Every year Teachers Day pass by and every year I find beautiful messages on Facebook, Social media. Every such message reminds me of my innumerable teachers who shaped my life, thoughts and beliefs. Every year it reminds me of the debt which I could not pay back to any of my teachers! No words can really match their contributions.

This year circumstances are little different. Since last few days I am overburdened with only one thought and that is about the fate of my greatest teacher, my mother. Yes, I realized at this age that she is one of my greatest teachers! She wasn’t highly educated, neither she has got degrees yet, somewhere I felt her role is never the less in shaping my thought process. She was neither a great teacher as compared to my father yet she played a silent role in my subconscious mind. Those who are closer to me know few of my dimensions and one of those include fascination for the martyrs who sacrificed their lives in the British era.

In my early childhood, I used to sit for my studies in the kitchen while my Mom cooked food for us. Probably, I used to complete my tasks too fast to listen to her stories. Most of the time she will narrate various incidents related to Netaji, sometimes Khudiram Bose or Binoy-Badal-Dinesh and even Masterda Surya Sen. She repeated stories of Chittagong armoury raid and valiant tasks done by Pritilata Waddedar. She will also narrate the story of Kanaklata who valiantly raised our flag in a police station. She could even make me aware of the contributions of Bhagat Singh or Chandrashekar Azad. She might not be that elaborate on facts but such repeated stories have indirectly imbibed patriotic feelings at the depth of my heart.  Often she will make me realise how these fighters were tortured and also about the existence of Cellular Jail at Andaman Nicobar.

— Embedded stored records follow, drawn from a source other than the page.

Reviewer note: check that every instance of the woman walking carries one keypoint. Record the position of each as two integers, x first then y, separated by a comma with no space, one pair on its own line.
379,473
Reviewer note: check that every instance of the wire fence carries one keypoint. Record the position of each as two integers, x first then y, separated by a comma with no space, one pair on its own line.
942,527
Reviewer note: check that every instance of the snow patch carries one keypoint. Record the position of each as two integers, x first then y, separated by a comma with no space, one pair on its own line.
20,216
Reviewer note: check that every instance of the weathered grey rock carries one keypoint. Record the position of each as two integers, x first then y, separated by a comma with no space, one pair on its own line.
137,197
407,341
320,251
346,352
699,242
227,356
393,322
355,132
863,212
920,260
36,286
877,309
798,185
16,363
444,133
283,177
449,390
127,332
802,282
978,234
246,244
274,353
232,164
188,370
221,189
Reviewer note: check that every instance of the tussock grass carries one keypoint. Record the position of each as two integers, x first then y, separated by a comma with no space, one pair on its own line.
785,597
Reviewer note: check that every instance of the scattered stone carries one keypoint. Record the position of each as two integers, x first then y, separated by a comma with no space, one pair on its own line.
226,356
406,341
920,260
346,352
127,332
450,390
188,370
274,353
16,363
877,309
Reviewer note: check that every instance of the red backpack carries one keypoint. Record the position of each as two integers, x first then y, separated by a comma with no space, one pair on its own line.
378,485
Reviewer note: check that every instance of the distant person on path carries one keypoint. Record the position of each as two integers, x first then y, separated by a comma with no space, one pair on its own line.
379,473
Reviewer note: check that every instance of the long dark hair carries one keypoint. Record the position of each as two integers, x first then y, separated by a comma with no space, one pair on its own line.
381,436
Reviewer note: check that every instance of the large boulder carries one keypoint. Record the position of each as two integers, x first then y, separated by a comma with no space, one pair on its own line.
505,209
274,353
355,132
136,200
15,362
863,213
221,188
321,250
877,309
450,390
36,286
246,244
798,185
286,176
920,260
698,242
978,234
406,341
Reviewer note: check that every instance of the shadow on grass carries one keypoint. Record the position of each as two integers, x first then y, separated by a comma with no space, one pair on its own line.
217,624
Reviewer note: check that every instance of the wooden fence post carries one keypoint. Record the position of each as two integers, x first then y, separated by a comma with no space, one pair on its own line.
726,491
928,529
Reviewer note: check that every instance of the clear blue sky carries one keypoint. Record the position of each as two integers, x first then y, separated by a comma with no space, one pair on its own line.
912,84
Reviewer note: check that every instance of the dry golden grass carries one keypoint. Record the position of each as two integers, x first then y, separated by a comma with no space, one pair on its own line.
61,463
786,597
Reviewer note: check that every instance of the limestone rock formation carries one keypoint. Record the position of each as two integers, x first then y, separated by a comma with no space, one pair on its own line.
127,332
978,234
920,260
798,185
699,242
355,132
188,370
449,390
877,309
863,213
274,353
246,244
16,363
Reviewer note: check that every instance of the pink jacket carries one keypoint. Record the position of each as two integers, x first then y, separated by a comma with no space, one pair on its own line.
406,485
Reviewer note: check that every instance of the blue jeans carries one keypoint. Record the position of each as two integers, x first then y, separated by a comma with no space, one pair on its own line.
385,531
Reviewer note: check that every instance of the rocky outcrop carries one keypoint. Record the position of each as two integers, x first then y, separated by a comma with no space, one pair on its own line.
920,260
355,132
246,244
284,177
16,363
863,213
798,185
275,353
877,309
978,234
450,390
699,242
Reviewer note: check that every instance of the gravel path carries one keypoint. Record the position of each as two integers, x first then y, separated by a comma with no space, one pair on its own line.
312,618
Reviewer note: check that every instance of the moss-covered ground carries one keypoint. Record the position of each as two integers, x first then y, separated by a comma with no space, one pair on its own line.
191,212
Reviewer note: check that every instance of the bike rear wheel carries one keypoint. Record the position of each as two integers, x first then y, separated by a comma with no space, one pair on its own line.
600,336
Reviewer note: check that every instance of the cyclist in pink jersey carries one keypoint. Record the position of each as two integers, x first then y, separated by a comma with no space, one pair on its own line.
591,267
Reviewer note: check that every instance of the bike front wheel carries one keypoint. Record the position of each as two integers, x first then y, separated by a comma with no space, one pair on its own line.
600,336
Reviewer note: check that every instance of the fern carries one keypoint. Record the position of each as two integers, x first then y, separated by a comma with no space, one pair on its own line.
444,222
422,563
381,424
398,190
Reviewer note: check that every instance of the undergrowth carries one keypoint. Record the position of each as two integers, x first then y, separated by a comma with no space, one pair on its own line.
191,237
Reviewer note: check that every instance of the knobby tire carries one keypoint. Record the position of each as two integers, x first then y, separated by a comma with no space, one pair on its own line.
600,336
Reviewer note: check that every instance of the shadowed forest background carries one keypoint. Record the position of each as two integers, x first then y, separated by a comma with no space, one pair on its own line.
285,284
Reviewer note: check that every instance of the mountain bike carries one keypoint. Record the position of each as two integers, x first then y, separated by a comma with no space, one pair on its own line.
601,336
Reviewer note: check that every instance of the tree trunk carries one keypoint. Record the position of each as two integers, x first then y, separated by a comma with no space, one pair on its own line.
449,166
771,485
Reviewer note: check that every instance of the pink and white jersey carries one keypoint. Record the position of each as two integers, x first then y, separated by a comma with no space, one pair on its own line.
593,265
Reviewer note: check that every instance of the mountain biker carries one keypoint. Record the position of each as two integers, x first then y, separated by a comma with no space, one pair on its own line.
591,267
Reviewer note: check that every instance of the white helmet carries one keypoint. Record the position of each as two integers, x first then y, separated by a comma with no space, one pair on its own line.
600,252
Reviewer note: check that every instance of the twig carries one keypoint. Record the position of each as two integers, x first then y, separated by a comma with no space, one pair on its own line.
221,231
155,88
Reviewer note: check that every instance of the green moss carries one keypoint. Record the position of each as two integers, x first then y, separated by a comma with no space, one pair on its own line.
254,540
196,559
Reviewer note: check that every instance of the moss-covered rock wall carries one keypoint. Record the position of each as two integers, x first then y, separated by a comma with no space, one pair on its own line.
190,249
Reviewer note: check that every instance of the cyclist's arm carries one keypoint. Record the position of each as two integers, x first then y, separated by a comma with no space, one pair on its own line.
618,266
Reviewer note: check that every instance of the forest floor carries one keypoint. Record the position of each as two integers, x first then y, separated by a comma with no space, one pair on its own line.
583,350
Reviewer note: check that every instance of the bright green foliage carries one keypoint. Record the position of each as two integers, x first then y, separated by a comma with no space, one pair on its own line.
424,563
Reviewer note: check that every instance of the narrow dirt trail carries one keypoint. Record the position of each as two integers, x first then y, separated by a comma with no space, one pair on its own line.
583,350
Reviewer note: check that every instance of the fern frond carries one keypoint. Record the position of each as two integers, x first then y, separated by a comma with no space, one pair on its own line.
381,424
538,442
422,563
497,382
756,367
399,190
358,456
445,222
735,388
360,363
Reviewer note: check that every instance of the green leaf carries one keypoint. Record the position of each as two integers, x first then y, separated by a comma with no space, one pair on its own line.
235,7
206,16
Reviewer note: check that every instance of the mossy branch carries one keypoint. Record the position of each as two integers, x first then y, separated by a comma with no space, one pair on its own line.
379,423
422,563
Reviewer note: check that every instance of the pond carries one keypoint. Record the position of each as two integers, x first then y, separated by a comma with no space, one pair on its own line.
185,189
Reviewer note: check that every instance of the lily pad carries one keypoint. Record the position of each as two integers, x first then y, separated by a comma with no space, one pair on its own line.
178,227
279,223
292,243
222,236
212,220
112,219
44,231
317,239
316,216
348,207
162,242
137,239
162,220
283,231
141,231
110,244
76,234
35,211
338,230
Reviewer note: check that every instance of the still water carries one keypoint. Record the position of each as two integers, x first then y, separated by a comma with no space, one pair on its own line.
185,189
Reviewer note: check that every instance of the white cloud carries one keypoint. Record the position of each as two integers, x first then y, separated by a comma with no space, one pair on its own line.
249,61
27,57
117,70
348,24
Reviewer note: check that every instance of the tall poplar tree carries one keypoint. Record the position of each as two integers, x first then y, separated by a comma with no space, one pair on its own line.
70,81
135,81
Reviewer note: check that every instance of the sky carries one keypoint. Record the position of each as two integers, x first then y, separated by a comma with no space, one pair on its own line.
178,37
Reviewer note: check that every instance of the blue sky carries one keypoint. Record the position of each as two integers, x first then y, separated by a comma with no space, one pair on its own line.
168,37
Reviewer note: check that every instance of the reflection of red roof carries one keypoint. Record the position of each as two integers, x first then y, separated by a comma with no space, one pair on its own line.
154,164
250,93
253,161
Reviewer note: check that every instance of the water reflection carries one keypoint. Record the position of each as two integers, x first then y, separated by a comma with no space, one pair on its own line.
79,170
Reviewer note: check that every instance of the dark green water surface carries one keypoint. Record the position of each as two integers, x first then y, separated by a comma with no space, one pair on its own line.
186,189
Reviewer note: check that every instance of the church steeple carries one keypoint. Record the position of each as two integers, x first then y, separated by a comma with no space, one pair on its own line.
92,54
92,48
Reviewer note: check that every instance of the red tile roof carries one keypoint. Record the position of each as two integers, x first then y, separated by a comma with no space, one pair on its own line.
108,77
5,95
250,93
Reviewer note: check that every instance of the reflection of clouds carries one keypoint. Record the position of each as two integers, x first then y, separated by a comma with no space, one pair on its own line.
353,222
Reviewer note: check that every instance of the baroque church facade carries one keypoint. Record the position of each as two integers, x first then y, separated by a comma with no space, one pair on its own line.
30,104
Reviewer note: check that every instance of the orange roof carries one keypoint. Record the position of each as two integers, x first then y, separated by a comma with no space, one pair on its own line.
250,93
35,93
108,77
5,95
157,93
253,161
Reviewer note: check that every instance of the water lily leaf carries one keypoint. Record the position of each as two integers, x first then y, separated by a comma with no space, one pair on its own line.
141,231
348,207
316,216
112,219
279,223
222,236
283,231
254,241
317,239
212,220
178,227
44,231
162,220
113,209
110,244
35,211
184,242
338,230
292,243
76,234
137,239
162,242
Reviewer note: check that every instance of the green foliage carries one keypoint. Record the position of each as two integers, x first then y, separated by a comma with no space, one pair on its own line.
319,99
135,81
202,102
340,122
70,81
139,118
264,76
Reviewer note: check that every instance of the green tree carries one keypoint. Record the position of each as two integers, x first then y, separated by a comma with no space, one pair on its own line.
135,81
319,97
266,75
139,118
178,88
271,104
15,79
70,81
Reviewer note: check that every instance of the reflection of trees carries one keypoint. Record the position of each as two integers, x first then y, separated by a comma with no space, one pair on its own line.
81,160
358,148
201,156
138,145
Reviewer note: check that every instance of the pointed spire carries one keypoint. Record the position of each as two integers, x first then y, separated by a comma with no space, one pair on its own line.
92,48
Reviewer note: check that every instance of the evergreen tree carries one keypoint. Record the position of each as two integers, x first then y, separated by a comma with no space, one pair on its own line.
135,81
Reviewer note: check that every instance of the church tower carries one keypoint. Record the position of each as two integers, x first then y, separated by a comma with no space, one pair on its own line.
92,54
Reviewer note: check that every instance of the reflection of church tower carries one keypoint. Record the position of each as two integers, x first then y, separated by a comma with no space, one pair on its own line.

Apart from these she will also tell me the sorrows caused due to Bengal partition at the time of independence and how lakhs of people left their properties and homes in Bangladesh and came to India. Many could not just stay back realizing the fact that they no more belong to India while many left just to safeguard their daughters and ladies in their families. Most of these families had to start a new life altogether. We all know this and there is no point repeating the words and reminding the black days. Every time she will tell that these martyrs never thought about the division and every time Netaji and Masterda spoke of United India only.

There was a sense of repentance in her mind always about her childhood and her growing up almost as an orphan without her parents most of the time. Their whole family was scattered those days and she had to spend her early childhood with her paternal aunt in an interior village in Tripura. From there she shifted to Assam when their family got partially united before the China war.
Now, she is an old lady in her seventies waiting to be lifted by God (as she says). Although she somehow spent her life without many expectations she is now facing the greatest crisis of her life. She has lost her identity, she has not been counted as an Indian in the recent development in Assam. 
On this Teachers Day, I decided to write on my life’s teacher who gave me the sense of patriotism (whatever little I possess), who made me realise the contributions of innumerable martyrs for the freedom of our country has now questionable future.  

Who knows she might be having sleepless nights counting unknown consequences in the coming days! Yet I am learning from her, how brave one should be to face the reality of this unknown life.